Both Euro bonds and Euro credit (Euro currency) financing have their advantages and disadvantages. For a given company, under specific circumstances, one method of financing may be preferred to the other. The major differences are:
1. Cost of borrowing
Euro bonds are issued in both fixed rate and floating rate forms. Fixed rate bonds are an attractive exposure management tool since the known long-term currency inflows can be offset by the known long-term outflows in the same currency. In contrast, Euro currency loans carry variable rates.
2. Maturity
Euro bonds have longer maturities while the period of borrowing in the Euro currency market has tended to lengthen over time.
3. Size of the issue
Earlier, the funds available for lending at any time have been much more in the inter-bank market than in the bond market. But of late, this situation does not hold true. Moreover, although in the past the flotation costs of a Euro currency loan have been much lower than a Euro bond (about 0.5 % of the total loan amount versus about 2.25 % of the face value of a Euro bond issue), compensation has worked to lower Euro bond flotation costs.
4. Flexibility
In a Euro bond issue, the funds must be drawn in one sum on a fixed date and repaid according to a fixed schedule, unless the borrower pays a substantial prepayment penalty.
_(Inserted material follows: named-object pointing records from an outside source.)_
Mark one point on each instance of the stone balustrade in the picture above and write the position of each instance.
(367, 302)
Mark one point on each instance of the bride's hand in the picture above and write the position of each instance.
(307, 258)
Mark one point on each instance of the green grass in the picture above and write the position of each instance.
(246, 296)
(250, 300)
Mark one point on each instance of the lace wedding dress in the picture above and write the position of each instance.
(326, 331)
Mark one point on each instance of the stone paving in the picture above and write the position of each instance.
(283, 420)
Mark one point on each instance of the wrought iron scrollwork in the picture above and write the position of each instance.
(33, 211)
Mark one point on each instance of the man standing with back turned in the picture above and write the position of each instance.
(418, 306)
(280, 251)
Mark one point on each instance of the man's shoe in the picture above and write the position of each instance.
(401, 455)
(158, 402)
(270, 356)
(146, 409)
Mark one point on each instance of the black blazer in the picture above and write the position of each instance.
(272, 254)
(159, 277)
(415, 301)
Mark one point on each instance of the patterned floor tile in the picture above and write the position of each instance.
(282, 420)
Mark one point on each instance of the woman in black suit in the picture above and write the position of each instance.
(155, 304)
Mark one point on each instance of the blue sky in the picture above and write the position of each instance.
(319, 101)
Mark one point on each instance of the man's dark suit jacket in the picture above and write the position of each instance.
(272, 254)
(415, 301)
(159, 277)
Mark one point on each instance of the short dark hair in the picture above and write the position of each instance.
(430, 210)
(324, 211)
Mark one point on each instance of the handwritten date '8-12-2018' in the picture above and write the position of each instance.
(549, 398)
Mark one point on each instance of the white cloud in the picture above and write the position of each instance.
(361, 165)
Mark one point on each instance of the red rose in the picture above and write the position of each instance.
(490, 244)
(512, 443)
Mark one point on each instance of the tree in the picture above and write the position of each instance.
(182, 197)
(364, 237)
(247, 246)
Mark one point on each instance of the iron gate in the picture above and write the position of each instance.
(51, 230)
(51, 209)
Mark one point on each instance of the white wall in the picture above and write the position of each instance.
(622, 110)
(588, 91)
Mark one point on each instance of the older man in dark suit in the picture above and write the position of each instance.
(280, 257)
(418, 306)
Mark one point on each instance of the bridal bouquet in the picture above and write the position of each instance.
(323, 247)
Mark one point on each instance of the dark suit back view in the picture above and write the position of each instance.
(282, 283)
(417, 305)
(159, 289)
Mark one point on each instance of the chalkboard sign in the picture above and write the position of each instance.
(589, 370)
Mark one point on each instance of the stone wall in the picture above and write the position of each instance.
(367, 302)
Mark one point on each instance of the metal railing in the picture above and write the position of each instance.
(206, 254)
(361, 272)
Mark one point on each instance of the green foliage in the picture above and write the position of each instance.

By contrast, the drawdown in a floating rate loan can be staggered to suit the borrower’s needs and can be repaid in whole or in part at any time, often without penalty. Moreover, a Euro currency loan with a multi-currency clause enables the borrower to switch currencies on any roll-over date, whereas switching the denomination of a Euro bond from currency A to currency B would require a costly, combined, refunding and reissuing operation.
5. Speed
Funds can be raised by a known borrower very quickly in the Euro currency market. Often, a period of two to three weeks should suffice. A Euro bond financing generally takes more time, though the difference is becoming less significant.